Quatre pays africains unissent leurs forces pour booster l’industrie du cacao

Ce qu’il faut retenir

  • Alliance historique : Quatre nations majeures de la production cacaoyère mondiale s’engagent à mutualiser leurs efforts pour transformer leur secteur
  • Priorité stratégique : Accélérer la transformation locale du cacao plutôt que l’exportation de fèves brutes
  • Enjeu réglementaire : Préparer une réponse commune face aux nouvelles exigences européennes sur la traçabilité et la déforestation
  • Projet phare : Une unité de production de 70 000 tonnes prévue au Nigeria d’ici 2027

Abuja a été le théâtre d’un événement sans précédent ce 14 juillet 2026. Les gouvernements du Cameroun, de la Côte d’Ivoire, du Ghana et du Nigeria ont officialisé la création de l’Alliance pour le cacao durable. Ces quatre puissances cacaoyères, qui représentent ensemble plus de 60 % de la production mondiale, ont choisi de tourner définitivement la page sur l’exportation systématique de matières premières.

Une stratégie unifiée face aux géants du commerce international

Le sommet « De la fève au produit fini » a été organisé sous l’égide du ministère nigérian de l’Industrie, du Commerce et de l’Investissement. Sous la présidence du ministre d’État John Owan Enoh, les délégations ont travaillé à harmoniser les pratiques de production et à négocier de concert avec les acteurs majeurs du marché global. La Côte d’Ivoire et le Ghana, via leurs organismes de régulation respectifs, ont apporté leur expertise technique pour garantir une coordination efficace.

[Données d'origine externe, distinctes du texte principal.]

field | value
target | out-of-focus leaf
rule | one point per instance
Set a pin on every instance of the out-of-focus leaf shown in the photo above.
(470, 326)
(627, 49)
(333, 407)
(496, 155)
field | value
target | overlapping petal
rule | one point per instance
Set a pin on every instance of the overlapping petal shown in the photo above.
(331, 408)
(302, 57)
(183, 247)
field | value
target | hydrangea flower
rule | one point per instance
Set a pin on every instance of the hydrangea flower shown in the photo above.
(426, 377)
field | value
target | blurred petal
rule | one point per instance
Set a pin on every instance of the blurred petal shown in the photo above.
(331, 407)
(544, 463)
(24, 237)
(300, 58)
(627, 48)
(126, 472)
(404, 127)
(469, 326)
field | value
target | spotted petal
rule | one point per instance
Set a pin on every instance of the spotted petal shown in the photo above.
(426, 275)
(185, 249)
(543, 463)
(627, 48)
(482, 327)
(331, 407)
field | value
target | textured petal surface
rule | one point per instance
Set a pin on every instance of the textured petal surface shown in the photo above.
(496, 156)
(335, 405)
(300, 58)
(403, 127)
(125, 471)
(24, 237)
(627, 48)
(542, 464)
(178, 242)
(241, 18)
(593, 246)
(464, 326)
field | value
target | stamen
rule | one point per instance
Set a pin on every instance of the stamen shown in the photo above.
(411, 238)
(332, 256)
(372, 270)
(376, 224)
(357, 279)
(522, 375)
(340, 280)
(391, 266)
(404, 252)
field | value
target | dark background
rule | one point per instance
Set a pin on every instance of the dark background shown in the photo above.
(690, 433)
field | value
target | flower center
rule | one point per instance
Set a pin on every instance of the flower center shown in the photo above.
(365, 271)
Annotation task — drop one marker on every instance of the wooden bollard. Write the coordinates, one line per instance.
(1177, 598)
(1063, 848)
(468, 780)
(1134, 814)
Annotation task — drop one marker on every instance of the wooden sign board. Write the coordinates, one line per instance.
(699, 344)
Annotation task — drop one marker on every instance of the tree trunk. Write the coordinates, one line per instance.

Un bouclier commun contre la réglementation européenne

L’alliance se positionne comme un rempart face au Règlement européen sur la déforestation (EUDR), dont l’application est prévue pour le 30 décembre 2026. Ce texte impose aux importateurs de démontrer l’absence de lien entre leurs approvisionnements et la destruction des forêts. Les pays membres ont d’ores et déjà annoncé leur intention de défendre leurs systèmes de traçabilité nationaux et d’éviter que les coûts de conformité ne pèsent sur les producteurs locaux. Une négociation groupée pourrait permettre d’obtenir des aménagements temporaires ou des conditions plus favorables.

Vers une révolution industrielle dans la filière cacaoyère

L’objectif ultime de cette alliance est de transformer radicalement la chaîne de valeur. Plutôt que de vendre des fèves brutes, les quatre pays ambitionnent de développer des capacités locales de transformation pour produire beurre de cacao, poudre et chocolat. Un projet concret a été présenté : une usine de 70 000 tonnes sera construite à Sagamu, dans l’État d’Ogun au Nigeria, avec une mise en service prévue en 2027. Parallèlement, le Nigeria s’est engagé à renforcer ses propres infrastructures de transformation pour réduire son retard face aux leaders historiques que sont la Côte d’Ivoire et le Ghana.

La Côte d’Ivoire, leader incontesté face à un avenir prometteur

Premier producteur mondial avec près de 40 % de la production globale, la Côte d’Ivoire dispose déjà d’une base solide en matière de transformation locale. Pourtant, la majorité de ses fèves sont encore expédiées vers l’Europe et l’Asie pour y être transformées. L’adhésion à cette alliance offre à Abidjan un levier supplémentaire pour renégocier les termes de ses partenariats avec les grands groupes chocolatiers internationaux. Cette dynamique pourrait notamment inciter les industriels européens à investir davantage dans des unités de production localisées en Afrique de l’Ouest.

Feuille de route et prochaines étapes

Les quatre pays membres ont acté la création d’une structure de coordination permanente pour piloter la mise en œuvre de cette alliance. Les premières actions concrètes porteront sur la négociation groupée avec l’Union européenne, avant l’entrée en vigueur du règlement controversé fin décembre 2026. Cette initiative marque une étape décisive vers une filière cacaoyère africaine plus souveraine et plus rémunératrice pour les producteurs locaux.